SPARKS: 300001 (17739 converted, 282262 overflowed, 0 dud, 0 GC'd, 0 fizzled)
Tell JaffaCake? that the example and description for the SPARKS count at
needs updating (not sure for which GHC version, though). Otherwise, we have enough events for that (we calculate this using the SparkCounters? events, but we could also use the precise per-spark events).
INIT time 0.00s ( 0.00s elapsed) MUT time 0.42s ( 0.41s elapsed) GC time 0.29s ( 0.13s elapsed) EXIT time 0.00s ( 0.00s elapsed) Total time 0.71s ( 0.55s elapsed)
(Note that there may be more times listed above, e.g., the time overhead of profiling.) We can sum up the GC time from GC events. We'd also like to have the MUT figure, but it's not obvious if we can manage to get it from all the thread (task) events that we have (or add above).
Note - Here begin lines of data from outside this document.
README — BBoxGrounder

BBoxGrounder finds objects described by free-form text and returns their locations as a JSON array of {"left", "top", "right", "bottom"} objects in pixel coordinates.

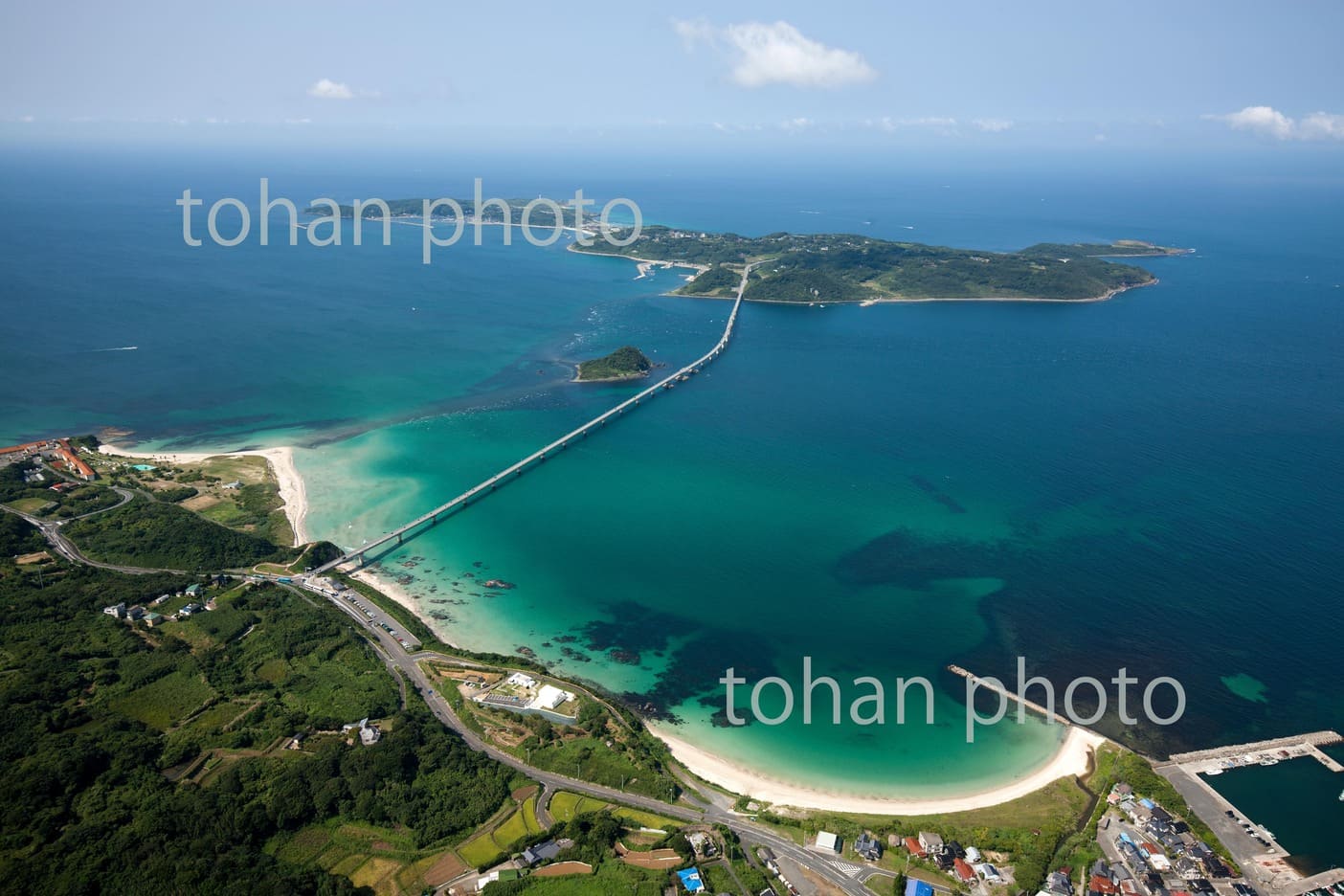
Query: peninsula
[
  {"left": 305, "top": 199, "right": 1194, "bottom": 304},
  {"left": 571, "top": 224, "right": 1192, "bottom": 303},
  {"left": 574, "top": 346, "right": 653, "bottom": 383}
]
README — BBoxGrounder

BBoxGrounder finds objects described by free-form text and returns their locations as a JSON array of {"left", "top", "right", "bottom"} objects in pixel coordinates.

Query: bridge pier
[{"left": 363, "top": 264, "right": 752, "bottom": 567}]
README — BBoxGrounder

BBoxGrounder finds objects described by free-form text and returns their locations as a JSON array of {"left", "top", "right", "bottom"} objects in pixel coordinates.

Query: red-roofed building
[
  {"left": 56, "top": 439, "right": 96, "bottom": 480},
  {"left": 1087, "top": 875, "right": 1120, "bottom": 896}
]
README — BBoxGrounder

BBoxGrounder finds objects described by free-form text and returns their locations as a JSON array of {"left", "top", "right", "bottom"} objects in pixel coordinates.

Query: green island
[
  {"left": 314, "top": 199, "right": 596, "bottom": 227},
  {"left": 571, "top": 224, "right": 1188, "bottom": 303},
  {"left": 305, "top": 199, "right": 1194, "bottom": 303},
  {"left": 574, "top": 346, "right": 653, "bottom": 383},
  {"left": 0, "top": 443, "right": 1237, "bottom": 896}
]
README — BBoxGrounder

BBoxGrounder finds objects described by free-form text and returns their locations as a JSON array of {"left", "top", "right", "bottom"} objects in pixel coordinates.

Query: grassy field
[
  {"left": 457, "top": 795, "right": 546, "bottom": 868},
  {"left": 612, "top": 806, "right": 680, "bottom": 830},
  {"left": 551, "top": 790, "right": 606, "bottom": 820},
  {"left": 8, "top": 499, "right": 56, "bottom": 514},
  {"left": 272, "top": 820, "right": 468, "bottom": 896},
  {"left": 504, "top": 862, "right": 663, "bottom": 896},
  {"left": 112, "top": 672, "right": 215, "bottom": 730}
]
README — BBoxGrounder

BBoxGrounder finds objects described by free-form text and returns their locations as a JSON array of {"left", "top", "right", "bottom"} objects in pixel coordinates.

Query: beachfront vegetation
[
  {"left": 0, "top": 463, "right": 121, "bottom": 520},
  {"left": 0, "top": 515, "right": 526, "bottom": 893},
  {"left": 578, "top": 346, "right": 653, "bottom": 382},
  {"left": 579, "top": 224, "right": 1178, "bottom": 302},
  {"left": 317, "top": 199, "right": 586, "bottom": 227},
  {"left": 676, "top": 264, "right": 742, "bottom": 299},
  {"left": 64, "top": 497, "right": 294, "bottom": 571},
  {"left": 448, "top": 666, "right": 682, "bottom": 812}
]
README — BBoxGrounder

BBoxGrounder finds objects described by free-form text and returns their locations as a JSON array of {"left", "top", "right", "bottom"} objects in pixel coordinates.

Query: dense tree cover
[
  {"left": 572, "top": 226, "right": 1174, "bottom": 302},
  {"left": 486, "top": 810, "right": 629, "bottom": 896},
  {"left": 676, "top": 264, "right": 742, "bottom": 296},
  {"left": 579, "top": 346, "right": 653, "bottom": 380},
  {"left": 64, "top": 499, "right": 294, "bottom": 570},
  {"left": 0, "top": 521, "right": 516, "bottom": 893}
]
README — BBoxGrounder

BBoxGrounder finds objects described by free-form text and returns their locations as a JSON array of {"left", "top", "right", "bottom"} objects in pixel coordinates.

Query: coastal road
[
  {"left": 0, "top": 486, "right": 186, "bottom": 575},
  {"left": 10, "top": 489, "right": 878, "bottom": 896},
  {"left": 280, "top": 579, "right": 882, "bottom": 896}
]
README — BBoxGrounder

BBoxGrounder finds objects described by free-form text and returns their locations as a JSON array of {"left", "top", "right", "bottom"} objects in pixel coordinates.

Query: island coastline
[
  {"left": 644, "top": 720, "right": 1106, "bottom": 816},
  {"left": 98, "top": 437, "right": 1106, "bottom": 816},
  {"left": 98, "top": 443, "right": 312, "bottom": 546}
]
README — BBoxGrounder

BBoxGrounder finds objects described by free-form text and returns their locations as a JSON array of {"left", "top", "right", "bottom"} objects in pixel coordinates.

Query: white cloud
[
  {"left": 672, "top": 19, "right": 878, "bottom": 87},
  {"left": 1204, "top": 106, "right": 1344, "bottom": 140},
  {"left": 308, "top": 78, "right": 355, "bottom": 100}
]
It's also not clear if adding events needed to get the other times is worth it. After any extra events are added, let's see if we can get any more of these summary times, perhaps by adding a minor event emitted just once. Note that the INIT time is necessary for the Productivity figure below (INIT does not count as "productive time" in +RTS -s)..
%GC time 89.5% (75.3% elapsed)
This line does not appear in threaded RTS, so we disregard it.
Alloc rate 564,074,971 bytes per MUT second
The events added above should suffice, except that we use elapsed time, not CPU time.
Productivity 59.0% of total user, 76.6% of total elapsed
The events added above should be enough. Again. we only do the elapsed case. Ask JaffaCake? if it's OK that the "% of total elapsed" in +RTS -s is actually the CPU time divided by elapsed time, not elapsed divided by elapsed.